The belief was that people became vampires if proper burial customs were not observed or if certain portentous events happened before their death: for example, a shadow passing across their body, or a dog or cat jumping across their path. After burial, an invisible spirit would rise up from the grave each night, feeding off local flocks and bringing listlessness and ill health to the human population. Vampires could also assume solid form, often living among humans for many years, getting married and having children before being detected. To chase the vampires away, a dzhadzhiya would be summoned to walk among the flocks, holding an icon aloft. The icon also came in handy when trying to identify the resting place of the vampire.
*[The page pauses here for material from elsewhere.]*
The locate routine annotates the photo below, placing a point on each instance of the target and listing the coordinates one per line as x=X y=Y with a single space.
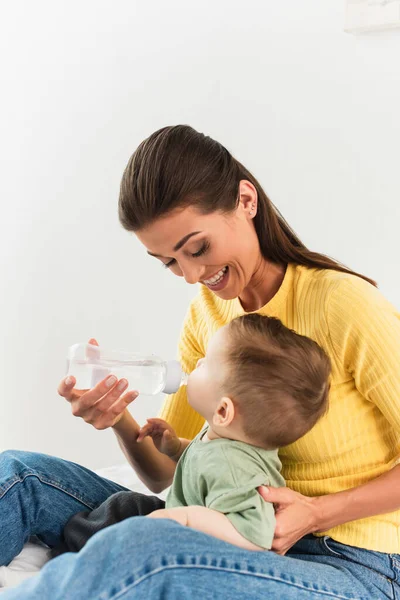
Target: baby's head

If it began to tremble when held above a particular grave, it meant that the culprit had been found. The best way to deal with a vampire was to exhume the body, stab it through the heart with a hawthorn branch, then burn it with kindling taken from the same shrub. If the vampire was in spirit form, it could be driven into a bottle which was then thrown onto a fire.

The beliefs noted by Jirecek were by no means isolated cases. The British travellers St Clair and Brophy, who lived in a village south of Varna in the 1860s, wrote of a boy forbidden from marrying his sweetheart because locals earnestly believed that he was of vampire descent. They also relate how peasants in a neighbouring village burned a man alive for vampirism, because he was fond of nocturnal walks and was "found to have only one nostril".

According to Jirecek, the best vampire hunters were thought to be descended from vâlkodlatsi, literally werewolves, who resulted from the sexual union of a vampire and a young maiden, and were the only living beings who could see vampire spirits. The vâlkodlatsi's vampire-hunting descendants were also thought to have another supernatural power: the ability to detect buried treasure. In an area full of ancient Thracian, Roman and Byzantine remains, it's not difficult to see why the idea of hidden hordes of goblets and coins – all waiting to be unearthed by the lucky peasant – exerted such a hold on the popular imagination.

Another associated piece of local lore concerns the Lake of Varna (a fjord-like inlet stretching west from the city), which used to be known as Vampire Lake. According to popular belief, the lake required an annual human sacrifice, the last recorded instance of which was in 1933, when one Ana Konstantinova went swimming there despite warnings, and was duly sucked underwater.